Mais c'est précisément cette structure, un feu d'artifice constant d'idées, qui finit par montrer ses limites. Le scénario, qui se résume à une succession de péripéties, semble répétitif et devient vite épuisant. L'énergie débordante du personnage principal se transmet au spectateur, mais pas toujours pour le meilleur. Le film souffre surtout d'un manque criant d'enjeux dramatiques forts, ce qui donne l'impression d'assister à un court-métrage génial étiré sur la longueur, une série de sketchs brillants plus qu'une histoire construite.
Cet aspect est renforcé par un équilibre fragile entre l'humour et la pathologie du personnage, le film préférant rester à la surface de sa souffrance, ce qui peut rendre le propos un peu léger. De ce fait, "Le Livre des solutions" peut apparaître comme un film un peu hermétique, une œuvre qui ravira les fans de Gondry mais laissera sans doute les autres à la porte, face à un objet filmique qui tourne un peu à vide.
Au final, le film laisse une impression en demi-teinte.

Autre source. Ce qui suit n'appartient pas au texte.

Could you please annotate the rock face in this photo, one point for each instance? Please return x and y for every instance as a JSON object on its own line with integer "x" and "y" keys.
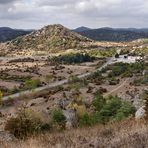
{"x": 140, "y": 113}
{"x": 71, "y": 119}
{"x": 6, "y": 137}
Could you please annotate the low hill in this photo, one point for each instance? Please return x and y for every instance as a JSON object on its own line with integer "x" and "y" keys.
{"x": 7, "y": 34}
{"x": 51, "y": 38}
{"x": 82, "y": 28}
{"x": 116, "y": 35}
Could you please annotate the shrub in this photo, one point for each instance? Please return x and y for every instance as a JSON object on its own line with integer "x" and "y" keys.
{"x": 58, "y": 117}
{"x": 32, "y": 84}
{"x": 24, "y": 124}
{"x": 98, "y": 101}
{"x": 86, "y": 120}
{"x": 112, "y": 108}
{"x": 1, "y": 95}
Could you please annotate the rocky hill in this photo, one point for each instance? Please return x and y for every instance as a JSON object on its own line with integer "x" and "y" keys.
{"x": 116, "y": 35}
{"x": 7, "y": 34}
{"x": 51, "y": 38}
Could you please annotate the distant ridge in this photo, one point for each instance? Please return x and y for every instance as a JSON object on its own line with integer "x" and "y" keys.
{"x": 114, "y": 34}
{"x": 82, "y": 28}
{"x": 51, "y": 38}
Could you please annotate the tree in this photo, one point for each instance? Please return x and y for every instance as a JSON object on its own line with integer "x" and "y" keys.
{"x": 1, "y": 95}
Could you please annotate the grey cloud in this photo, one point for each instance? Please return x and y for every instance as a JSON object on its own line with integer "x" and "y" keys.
{"x": 6, "y": 1}
{"x": 73, "y": 13}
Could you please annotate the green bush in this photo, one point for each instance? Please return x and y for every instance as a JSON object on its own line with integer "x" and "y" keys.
{"x": 25, "y": 124}
{"x": 87, "y": 120}
{"x": 58, "y": 117}
{"x": 32, "y": 84}
{"x": 112, "y": 108}
{"x": 72, "y": 58}
{"x": 98, "y": 101}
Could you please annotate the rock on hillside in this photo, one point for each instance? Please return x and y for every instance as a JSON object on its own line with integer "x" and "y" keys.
{"x": 49, "y": 38}
{"x": 7, "y": 34}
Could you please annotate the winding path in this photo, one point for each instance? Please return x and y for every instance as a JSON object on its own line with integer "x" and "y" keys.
{"x": 40, "y": 90}
{"x": 117, "y": 88}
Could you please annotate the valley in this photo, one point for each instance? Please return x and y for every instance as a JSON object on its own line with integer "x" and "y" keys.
{"x": 54, "y": 79}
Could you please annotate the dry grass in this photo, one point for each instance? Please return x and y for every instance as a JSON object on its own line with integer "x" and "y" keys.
{"x": 126, "y": 134}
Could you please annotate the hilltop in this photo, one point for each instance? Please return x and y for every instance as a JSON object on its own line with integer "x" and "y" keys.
{"x": 7, "y": 34}
{"x": 51, "y": 38}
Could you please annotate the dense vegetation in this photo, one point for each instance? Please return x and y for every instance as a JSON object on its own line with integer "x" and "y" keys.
{"x": 71, "y": 58}
{"x": 104, "y": 110}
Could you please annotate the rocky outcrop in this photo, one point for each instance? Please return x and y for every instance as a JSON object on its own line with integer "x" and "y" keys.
{"x": 6, "y": 137}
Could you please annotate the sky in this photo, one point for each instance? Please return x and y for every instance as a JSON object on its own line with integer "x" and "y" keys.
{"x": 34, "y": 14}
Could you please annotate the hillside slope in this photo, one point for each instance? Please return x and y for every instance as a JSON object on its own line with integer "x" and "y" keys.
{"x": 7, "y": 34}
{"x": 52, "y": 38}
{"x": 127, "y": 134}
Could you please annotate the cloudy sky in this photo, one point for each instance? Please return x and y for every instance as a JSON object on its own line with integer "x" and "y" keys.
{"x": 33, "y": 14}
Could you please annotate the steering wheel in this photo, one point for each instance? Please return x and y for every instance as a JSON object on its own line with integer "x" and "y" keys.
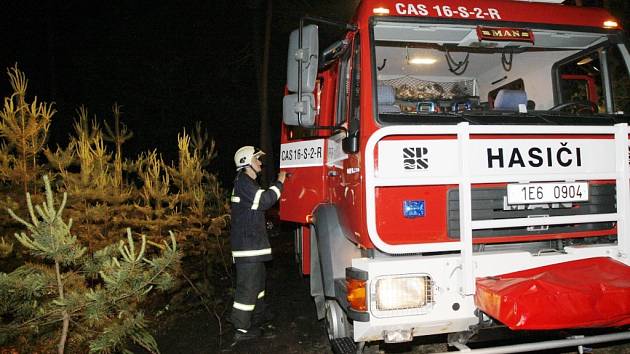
{"x": 576, "y": 107}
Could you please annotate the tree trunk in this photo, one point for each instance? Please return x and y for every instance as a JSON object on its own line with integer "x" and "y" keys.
{"x": 265, "y": 124}
{"x": 261, "y": 45}
{"x": 66, "y": 318}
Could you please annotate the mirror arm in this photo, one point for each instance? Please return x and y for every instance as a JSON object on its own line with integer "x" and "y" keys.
{"x": 301, "y": 60}
{"x": 331, "y": 22}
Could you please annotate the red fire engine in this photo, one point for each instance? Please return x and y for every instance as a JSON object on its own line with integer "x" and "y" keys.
{"x": 459, "y": 165}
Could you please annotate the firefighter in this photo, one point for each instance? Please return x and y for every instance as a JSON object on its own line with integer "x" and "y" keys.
{"x": 250, "y": 244}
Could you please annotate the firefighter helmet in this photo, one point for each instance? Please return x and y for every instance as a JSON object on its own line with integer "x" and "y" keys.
{"x": 243, "y": 156}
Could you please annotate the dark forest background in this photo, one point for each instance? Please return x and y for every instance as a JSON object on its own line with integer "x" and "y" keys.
{"x": 167, "y": 63}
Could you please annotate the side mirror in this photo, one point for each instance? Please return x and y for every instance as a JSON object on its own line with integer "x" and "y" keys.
{"x": 308, "y": 55}
{"x": 350, "y": 144}
{"x": 291, "y": 106}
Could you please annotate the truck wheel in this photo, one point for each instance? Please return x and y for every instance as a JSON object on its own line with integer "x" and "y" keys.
{"x": 337, "y": 325}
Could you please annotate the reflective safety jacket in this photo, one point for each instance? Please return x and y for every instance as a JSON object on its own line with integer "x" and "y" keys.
{"x": 248, "y": 235}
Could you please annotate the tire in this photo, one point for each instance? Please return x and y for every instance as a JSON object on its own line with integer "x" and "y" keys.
{"x": 337, "y": 324}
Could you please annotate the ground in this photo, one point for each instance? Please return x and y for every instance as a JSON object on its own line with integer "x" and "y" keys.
{"x": 297, "y": 329}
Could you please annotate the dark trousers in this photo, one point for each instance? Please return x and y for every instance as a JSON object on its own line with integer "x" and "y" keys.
{"x": 249, "y": 299}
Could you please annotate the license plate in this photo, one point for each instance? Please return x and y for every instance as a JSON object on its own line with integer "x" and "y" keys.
{"x": 536, "y": 193}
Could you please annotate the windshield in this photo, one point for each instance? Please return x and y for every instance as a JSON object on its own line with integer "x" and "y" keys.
{"x": 428, "y": 69}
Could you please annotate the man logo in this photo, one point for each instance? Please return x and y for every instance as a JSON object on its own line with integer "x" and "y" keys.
{"x": 415, "y": 158}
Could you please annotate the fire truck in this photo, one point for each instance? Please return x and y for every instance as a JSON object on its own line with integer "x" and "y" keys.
{"x": 456, "y": 166}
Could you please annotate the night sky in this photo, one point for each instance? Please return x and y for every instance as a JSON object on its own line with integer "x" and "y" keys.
{"x": 168, "y": 63}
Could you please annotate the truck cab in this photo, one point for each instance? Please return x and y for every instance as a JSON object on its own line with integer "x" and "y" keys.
{"x": 444, "y": 155}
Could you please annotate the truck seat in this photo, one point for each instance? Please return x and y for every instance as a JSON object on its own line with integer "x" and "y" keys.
{"x": 386, "y": 99}
{"x": 510, "y": 99}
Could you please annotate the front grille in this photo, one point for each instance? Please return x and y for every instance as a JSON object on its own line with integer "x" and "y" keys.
{"x": 489, "y": 204}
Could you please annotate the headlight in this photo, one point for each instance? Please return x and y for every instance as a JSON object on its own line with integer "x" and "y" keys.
{"x": 403, "y": 292}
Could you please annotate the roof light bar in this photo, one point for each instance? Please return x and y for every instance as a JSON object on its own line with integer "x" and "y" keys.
{"x": 380, "y": 11}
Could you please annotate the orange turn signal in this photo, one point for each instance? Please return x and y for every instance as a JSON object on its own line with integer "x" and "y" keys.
{"x": 356, "y": 294}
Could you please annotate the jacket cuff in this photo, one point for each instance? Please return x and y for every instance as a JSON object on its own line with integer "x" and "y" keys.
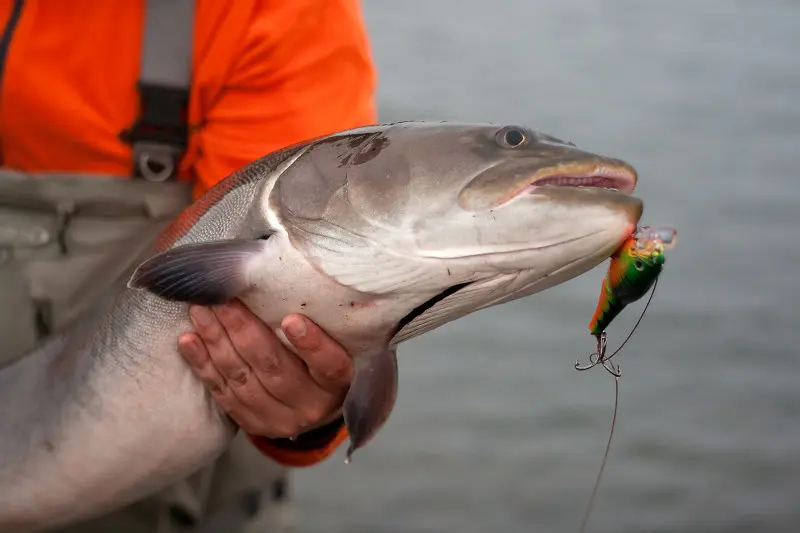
{"x": 308, "y": 449}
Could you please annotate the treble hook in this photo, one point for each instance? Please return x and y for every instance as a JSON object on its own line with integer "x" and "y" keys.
{"x": 599, "y": 357}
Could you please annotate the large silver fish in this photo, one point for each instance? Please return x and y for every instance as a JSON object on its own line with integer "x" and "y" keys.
{"x": 378, "y": 234}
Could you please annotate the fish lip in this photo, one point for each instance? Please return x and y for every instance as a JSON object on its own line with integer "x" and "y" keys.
{"x": 610, "y": 175}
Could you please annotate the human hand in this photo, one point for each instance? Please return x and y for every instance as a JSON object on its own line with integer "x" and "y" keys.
{"x": 262, "y": 385}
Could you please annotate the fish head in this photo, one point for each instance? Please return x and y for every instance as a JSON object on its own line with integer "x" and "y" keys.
{"x": 435, "y": 204}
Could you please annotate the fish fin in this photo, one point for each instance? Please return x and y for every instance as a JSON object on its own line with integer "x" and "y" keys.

On rit beaucoup, on admire la performance de Niney, mais on ressort de ce tourbillon créatif un peu fatigué et avec le sentiment que derrière l'avalanche d'idées, il ne se cachait pas grand-chose de plus.
un film dans le film, on a déjà vu ça en beaucoup mieux ! je n'ai pas ri une seule fois. Niney, excellent comédien cabotine du début à la fin, quelques scènes à sauver dans ce naufrage (les musiciens qui jouent une musique "mimée"). Une jolie vieille dame, deux très bonnes comédiennes, l'air des Cévennes, hélas, ça ne suffit pas à dissiper l'ennui qui m'a gagné.
Michel Gondry nous fait comme un retour sur lui-même, exposant le cerveau de son personnage comme les coulisses d'un film à faire dont on ne saisira jamais vraiment le sens ni le but. Dans l'exercice, Pierre Niney habite le costume de ce réalisateur farfelu avec maestria, et les personnages secondaires (presque que des femmes, curieusement) offrent autant de petits contrepoints dans la folie douce de cette histoire. Pour autant, malgré les éclats de rire par instants ou les idées visuelles, on peine un peu à s'attacher dans cette comédie qui n'en est pas vraiment une. D'une certaine façon, comme le personnage central, on cherche la sortie, la solution... sans être sûr de l'avoir trouvé.